I would like to ask you then what it was that distinguished this conflict from all other preceding conflicts. Why, after all, was it dubbed "the First World War" and what was so "universal" about it if not a mere scale of it?




Monday, January 27, 2014

Last-Minute Announcement

Today's class is rescheduled to take place at 4 pm in room 372. At 3 pm (i.e. at the time when our class is normally taking place) you are invited to come to the BG-Hall to listen to our professors reflect over presidential address. 

Thursday, January 23, 2014

Week 2 - World War: Avoidable or Ineluctable

Europe, which seemed to have become the most sophisticated civilization, which had prided itself on being "civilized" in contrast to the rest of the world (found largely under its tutelage), had plunged itself into the abyss of barbarity from which it were never to recover.

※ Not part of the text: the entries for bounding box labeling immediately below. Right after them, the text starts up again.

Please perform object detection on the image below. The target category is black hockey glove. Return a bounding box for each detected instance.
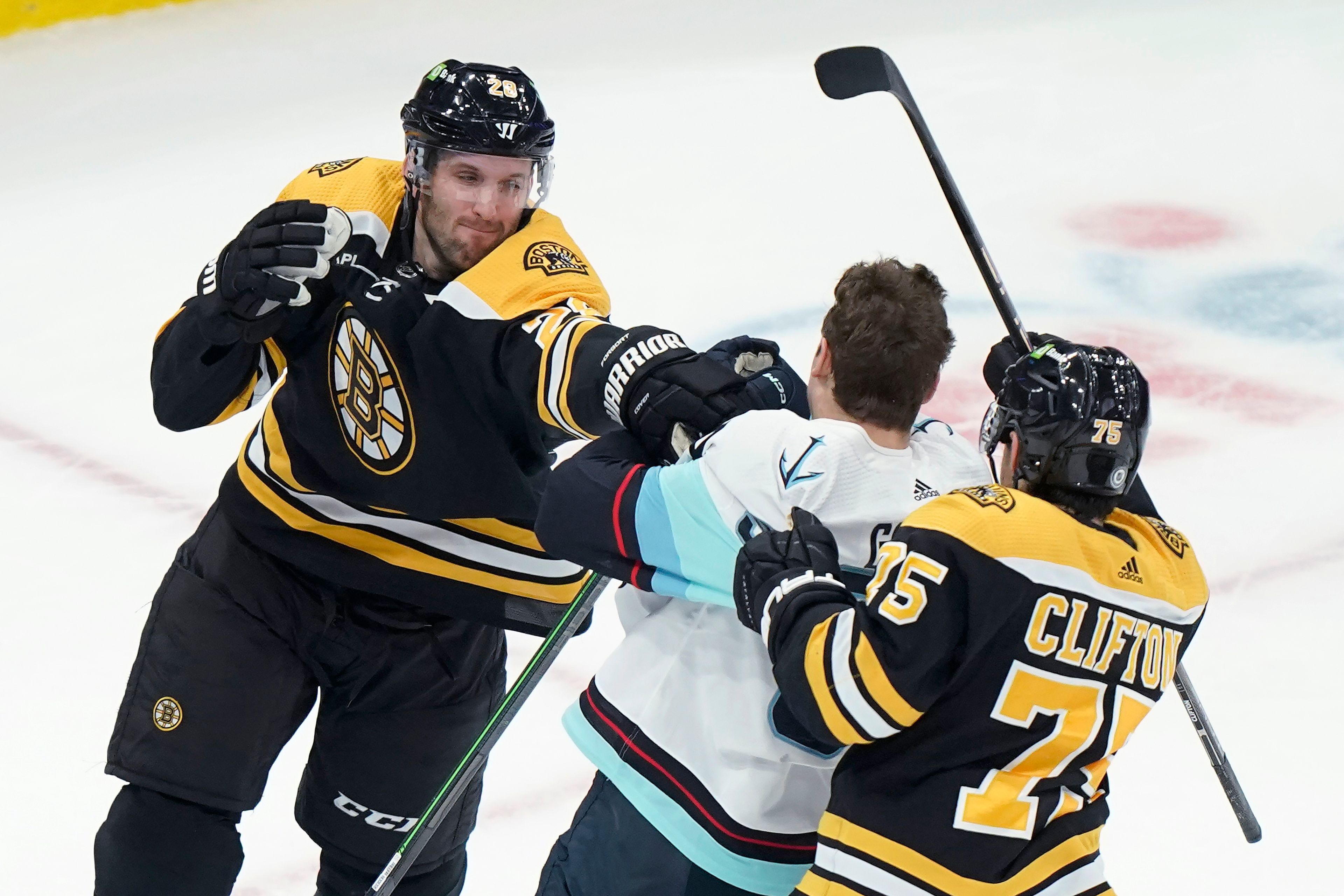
[602,327,805,463]
[196,199,351,345]
[704,336,812,419]
[981,333,1064,395]
[733,508,849,642]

Some had considered this to be the inevitable result of social, political, economical and cultural anxieties, the kind of corollary of the very complexity and self-confidence in which Europe wallowed. Other observers, however, were quick to note that all previous crises - in Morocco, Bosnia (1908), Balkans (1912-1913), etc - were resolved without the use of arms (albeit, as Paxton puts its, after some ritual saber-rattling). They say too that in the long-run, Great Powers might have developed an algorithm, had come up with a rule whereby all conflicts involving issues of hegemony and pride might have been settled peacefully.

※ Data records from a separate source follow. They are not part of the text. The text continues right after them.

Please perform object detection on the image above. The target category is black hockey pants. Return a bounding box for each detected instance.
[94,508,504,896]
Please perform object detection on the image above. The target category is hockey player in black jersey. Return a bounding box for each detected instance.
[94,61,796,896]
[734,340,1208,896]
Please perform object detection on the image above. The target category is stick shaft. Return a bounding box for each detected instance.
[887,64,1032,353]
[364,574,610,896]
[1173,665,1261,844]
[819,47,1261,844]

What is your stance on that issue? Could the war be avoided - or was it, on the contrary, unavoidable.


Friday, January 17, 2014

Week 1 - Europe in 1900: Traditional or Modern?

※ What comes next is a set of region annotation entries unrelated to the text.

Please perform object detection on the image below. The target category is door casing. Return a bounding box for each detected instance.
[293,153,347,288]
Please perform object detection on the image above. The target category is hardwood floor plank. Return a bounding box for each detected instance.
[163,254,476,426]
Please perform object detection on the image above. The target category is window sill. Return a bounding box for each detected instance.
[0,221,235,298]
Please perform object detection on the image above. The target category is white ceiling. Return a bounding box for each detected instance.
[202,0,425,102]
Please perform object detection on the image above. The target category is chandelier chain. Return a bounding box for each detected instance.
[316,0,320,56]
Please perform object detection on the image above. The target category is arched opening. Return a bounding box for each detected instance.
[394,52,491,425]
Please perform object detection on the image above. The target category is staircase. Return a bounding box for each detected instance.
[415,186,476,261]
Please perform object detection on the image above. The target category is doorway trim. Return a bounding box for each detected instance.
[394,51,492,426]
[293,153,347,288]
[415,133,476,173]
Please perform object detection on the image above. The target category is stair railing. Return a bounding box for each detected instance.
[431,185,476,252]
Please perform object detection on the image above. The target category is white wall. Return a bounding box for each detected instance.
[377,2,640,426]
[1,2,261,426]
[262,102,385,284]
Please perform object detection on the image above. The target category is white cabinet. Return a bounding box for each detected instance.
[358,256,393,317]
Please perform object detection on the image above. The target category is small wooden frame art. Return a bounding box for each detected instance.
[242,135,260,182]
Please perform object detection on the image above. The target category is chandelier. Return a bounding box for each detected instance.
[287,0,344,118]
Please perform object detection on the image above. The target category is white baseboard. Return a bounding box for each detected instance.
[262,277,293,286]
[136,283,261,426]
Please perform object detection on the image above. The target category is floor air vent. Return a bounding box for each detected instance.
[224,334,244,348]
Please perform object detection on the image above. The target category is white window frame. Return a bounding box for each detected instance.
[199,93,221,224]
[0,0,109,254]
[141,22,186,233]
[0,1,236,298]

As it crossed the threshold of the XIX century, Europe offered a sight of conflicting scenes. Imperialist expansion transformed it into the Global Metropole, yet, most of the population kept on dwelling in profound province, buried in their parochial affairs. The poor, the middle class and the new wealth 'wrestled' with each other, giving a living testimony to the growing fluidity of the social life; at the same time, old aristocracy and withal the hierarchical structure which brooked no intervention, persisted as if it were immune to the challenges of the New Times. The old creeds - liberalism and conservatism - were permeated with the new ones, producing strange hybrids akin to Action Francaise of Charles Maurras.

This week you are asked to reflect over those contrasting visions and answer a somewhat schematic question: based on your reading and our lectures, do you consider Europe in 1900 as modern, traditional, or somehow a combination of both? You need to answer this by supporting your point with specific examples.

Good luck!



Tuesday, January 14, 2014

Introduction

This blog is designed as an integral part of your course. As I have mentioned in your syllabus, you are expected to contribute regularly by either answering to the major questions raised during the lectures or recording your reactions to the reading assignments scheduled for a given week. It goes without saying that your final grade depends to a large extent on the frequency of your contributions as well as the depth and relevance of your comments.

That said, you should view the blog not as an unavoidable onus constantly hovering over your harassed conscience, but as a chance to express your opinion in a relatively unconstrained and undogmatic environment. With the course offering your an opportunity to explore your temporal whereabouts, the blog should evolve into a forum wherein you could share your discoveries and revel in the discoveries of your colleagues. Hopefully this exchange of opinions will initiate you into the intra-subjective nature of history as a process, the mysterious entwining of individual experiences into a complex unity of shared fate.